8:29 PM, March 27, 2008

 
Blogger si said...

another "got-to-me" post. as others have mentioned, this period of one's life can be bombarded with meanness, pettiness, impatience, etc, anyway. and, being *different* is not something most kids would choose. i have heard about your son and what a wonderful boy he is. my heart breaks for him (and for you). sort of feel like anya and want to kick the you-know-what out of these jerks.

5:19 PM, March 28, 2008

 
Blogger Lisa said...

Yeah, middle school is pretty much the rottenest place on earth, even when you can hear.

He's a great kid...he can and WILL be even stronger/kinder/more wonderful than he already is because of enduring hardship..

doesn't make it any less sad, though...

6:11 PM, March 28, 2008

 
Blogger jay are said...

thanks everyone for your kindness and reinforcement. very much appreciated.

11:59 PM, March 28, 2008

 
Anonymous Anonymous said...

*sob* I'm so sorry Jay Are. I wish I had words of wisdom for him and for you.....just know that I understand the worry of what other kids can/will do to your child's self esteem. Right now, Bugga is in a special ed classroom, first grade and it's going great. He has friends, he's happy, the school integrates the typically developing kids in with the special ed kids very well. But it's not always going to be that way. I DREAD his middle school years.

10:22 AM, March 29, 2008

 
Blogger 3boys'mom said...

A huge hug to you....

9:45 PM, March 29, 2008

 
Blogger Amy said...

I had a sudden, complete hearing loss in one ear when I was 31. It seems deafness is a hidden handicap. A deaf person doesn't appear to be different, so people tend to forget the little considerations.
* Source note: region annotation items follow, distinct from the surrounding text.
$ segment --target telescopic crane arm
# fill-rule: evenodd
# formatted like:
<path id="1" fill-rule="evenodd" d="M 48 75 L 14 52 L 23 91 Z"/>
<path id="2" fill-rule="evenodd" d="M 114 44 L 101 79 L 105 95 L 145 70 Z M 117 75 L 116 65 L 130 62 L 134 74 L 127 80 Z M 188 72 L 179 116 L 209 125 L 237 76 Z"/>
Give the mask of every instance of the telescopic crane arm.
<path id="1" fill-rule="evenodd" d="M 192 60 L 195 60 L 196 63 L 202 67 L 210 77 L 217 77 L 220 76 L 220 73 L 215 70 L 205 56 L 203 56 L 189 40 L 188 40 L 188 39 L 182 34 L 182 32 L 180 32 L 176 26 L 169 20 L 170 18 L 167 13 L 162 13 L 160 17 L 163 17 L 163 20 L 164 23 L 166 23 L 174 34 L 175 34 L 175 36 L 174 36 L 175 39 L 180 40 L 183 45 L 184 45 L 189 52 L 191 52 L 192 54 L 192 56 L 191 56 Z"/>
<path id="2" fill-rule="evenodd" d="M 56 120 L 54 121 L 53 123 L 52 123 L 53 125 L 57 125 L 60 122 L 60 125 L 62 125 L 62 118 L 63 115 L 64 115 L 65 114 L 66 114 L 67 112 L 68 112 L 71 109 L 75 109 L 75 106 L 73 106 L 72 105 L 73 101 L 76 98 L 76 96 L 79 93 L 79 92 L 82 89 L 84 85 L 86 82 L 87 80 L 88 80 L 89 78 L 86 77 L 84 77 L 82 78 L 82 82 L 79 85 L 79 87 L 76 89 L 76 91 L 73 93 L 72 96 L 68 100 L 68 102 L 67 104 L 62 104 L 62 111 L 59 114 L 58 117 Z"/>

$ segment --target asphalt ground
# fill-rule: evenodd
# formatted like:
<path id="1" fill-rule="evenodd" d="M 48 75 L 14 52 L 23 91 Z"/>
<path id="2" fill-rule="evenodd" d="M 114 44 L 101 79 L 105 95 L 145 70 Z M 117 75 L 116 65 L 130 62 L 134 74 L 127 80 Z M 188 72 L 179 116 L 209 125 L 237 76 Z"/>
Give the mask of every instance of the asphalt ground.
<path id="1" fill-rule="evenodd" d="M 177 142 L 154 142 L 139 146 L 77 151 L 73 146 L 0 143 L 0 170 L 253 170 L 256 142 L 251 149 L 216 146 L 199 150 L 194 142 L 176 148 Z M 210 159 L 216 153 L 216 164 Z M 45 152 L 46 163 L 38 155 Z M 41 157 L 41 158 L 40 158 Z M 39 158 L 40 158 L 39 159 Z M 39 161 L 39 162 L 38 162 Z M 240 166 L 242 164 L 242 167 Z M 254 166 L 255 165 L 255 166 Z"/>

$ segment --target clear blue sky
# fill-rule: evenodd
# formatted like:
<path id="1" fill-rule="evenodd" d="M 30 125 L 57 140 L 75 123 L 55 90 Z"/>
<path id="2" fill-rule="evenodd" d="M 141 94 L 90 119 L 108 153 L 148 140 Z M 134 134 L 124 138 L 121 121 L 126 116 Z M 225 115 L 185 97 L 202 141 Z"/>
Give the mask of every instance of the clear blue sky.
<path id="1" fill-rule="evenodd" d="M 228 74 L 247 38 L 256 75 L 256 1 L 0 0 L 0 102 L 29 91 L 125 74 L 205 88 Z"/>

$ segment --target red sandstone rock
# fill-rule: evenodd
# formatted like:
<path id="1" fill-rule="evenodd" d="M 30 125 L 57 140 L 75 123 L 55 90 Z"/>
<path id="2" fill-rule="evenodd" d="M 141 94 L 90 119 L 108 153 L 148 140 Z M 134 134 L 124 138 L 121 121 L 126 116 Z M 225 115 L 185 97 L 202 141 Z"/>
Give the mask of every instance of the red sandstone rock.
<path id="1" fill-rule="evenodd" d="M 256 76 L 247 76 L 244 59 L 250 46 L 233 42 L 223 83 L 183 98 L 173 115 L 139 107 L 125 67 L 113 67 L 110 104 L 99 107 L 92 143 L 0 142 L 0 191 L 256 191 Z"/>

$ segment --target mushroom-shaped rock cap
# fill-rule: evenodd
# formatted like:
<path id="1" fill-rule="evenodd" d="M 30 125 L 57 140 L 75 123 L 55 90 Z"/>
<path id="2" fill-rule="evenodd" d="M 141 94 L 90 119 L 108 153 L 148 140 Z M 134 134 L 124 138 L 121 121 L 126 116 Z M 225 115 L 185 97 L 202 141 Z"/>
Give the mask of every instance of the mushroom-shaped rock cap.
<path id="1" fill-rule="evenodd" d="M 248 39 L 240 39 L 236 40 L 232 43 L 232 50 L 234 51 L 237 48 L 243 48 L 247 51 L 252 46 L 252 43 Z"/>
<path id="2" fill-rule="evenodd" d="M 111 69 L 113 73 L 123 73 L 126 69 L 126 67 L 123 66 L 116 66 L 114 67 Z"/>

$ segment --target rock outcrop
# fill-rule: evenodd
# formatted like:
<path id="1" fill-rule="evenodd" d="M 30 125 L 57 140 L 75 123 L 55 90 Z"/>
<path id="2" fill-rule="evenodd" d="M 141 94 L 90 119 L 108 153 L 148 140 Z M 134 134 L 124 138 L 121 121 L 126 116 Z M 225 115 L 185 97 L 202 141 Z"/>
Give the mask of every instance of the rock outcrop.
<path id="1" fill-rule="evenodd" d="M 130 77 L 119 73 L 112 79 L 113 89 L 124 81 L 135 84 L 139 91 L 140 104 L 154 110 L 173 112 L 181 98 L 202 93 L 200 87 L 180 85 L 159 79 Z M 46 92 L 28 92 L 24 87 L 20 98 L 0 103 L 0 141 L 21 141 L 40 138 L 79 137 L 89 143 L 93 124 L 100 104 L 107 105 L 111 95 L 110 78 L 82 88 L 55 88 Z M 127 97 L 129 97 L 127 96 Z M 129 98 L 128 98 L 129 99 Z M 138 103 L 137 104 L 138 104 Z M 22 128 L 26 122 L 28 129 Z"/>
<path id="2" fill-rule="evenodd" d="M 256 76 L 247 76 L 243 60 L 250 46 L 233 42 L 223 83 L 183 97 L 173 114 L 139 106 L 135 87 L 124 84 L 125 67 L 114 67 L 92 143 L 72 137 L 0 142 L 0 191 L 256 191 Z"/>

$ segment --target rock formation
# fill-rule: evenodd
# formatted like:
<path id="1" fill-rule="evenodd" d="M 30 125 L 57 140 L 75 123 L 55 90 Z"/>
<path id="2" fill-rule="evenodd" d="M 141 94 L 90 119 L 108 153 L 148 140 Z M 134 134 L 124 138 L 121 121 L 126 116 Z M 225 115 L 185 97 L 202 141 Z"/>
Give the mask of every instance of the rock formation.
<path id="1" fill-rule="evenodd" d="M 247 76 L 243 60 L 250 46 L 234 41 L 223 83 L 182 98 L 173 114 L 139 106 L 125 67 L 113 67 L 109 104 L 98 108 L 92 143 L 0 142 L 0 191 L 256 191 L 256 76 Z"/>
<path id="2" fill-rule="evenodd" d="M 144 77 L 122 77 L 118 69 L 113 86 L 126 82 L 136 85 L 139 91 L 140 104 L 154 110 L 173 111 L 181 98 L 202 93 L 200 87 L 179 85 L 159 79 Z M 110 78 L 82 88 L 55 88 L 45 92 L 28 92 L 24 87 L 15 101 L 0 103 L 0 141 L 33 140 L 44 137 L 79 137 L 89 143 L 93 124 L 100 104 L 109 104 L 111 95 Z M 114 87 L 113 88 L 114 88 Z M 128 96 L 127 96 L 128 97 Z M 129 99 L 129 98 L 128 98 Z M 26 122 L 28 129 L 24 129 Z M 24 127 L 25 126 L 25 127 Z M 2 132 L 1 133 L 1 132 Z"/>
My loss is really nothing compared to your son, but I do know even well meaning people have trouble with this one. Thinking of you.

5:51 AM, March 30, 2008

 
Blogger jay are said...

thanks, amy. It's very true what you say---the "handicap" isn't easily noticeable so presumptions are made that aren't always accurate. It's a good reminder for me, too. We can judge so easily--and young kids aren't always merciful. It seems like very young kids are fine with differences---but by the time you reach 10, 12, etc. that easy acceptance disappears. Sad.

3:49 PM, March 30, 2008

 
Blogger Blogball said...

wqmpiThis post broke my heart too. The few times I have had the opportunity to spend some time with this young man he has nothing to worry about in the future except having the patients to deal with the majority of the population with half the character and integrity he possesses. I have no doubt that he will be kind and patient to those as well.

10:58 AM, April 02, 2008

 
Blogger jay are said...

ah, thanks. when he's older and more settled in who he is, I want him to see all the wonderful, kind things everyone had to say about it. Naturally, I agree with them all :)

12:51 PM, April 02, 2008

 
Blogger Left Coast Sister said...

Coming out of my cave to just say that being a parent is the most heart warming and heart breaking experiences invented. It must be so hard not to storm the school and punch the noses of impatient kids... even though they are just being kids. Oh, the mother bear in me! Wish there was something magic to take it away... at least you can see that these things will make him stronger, as they already have... and you can see all the wonderful things he has to offer the world, like kindness, sensitivity, etc... Hugs hugs hugs to you and him.

12:45 PM, April 04, 2008

 
Blogger Kristine said...

I'd too give him my ears and hearing,I havent cried so hard in such a long time, reading this message. He is the sweetest boy around and I know he will always be! Unfortantly i feel that it isn't going to get any easier through his high school years, I wish it would and could. Just keep standing by him, and loving him, I know you will.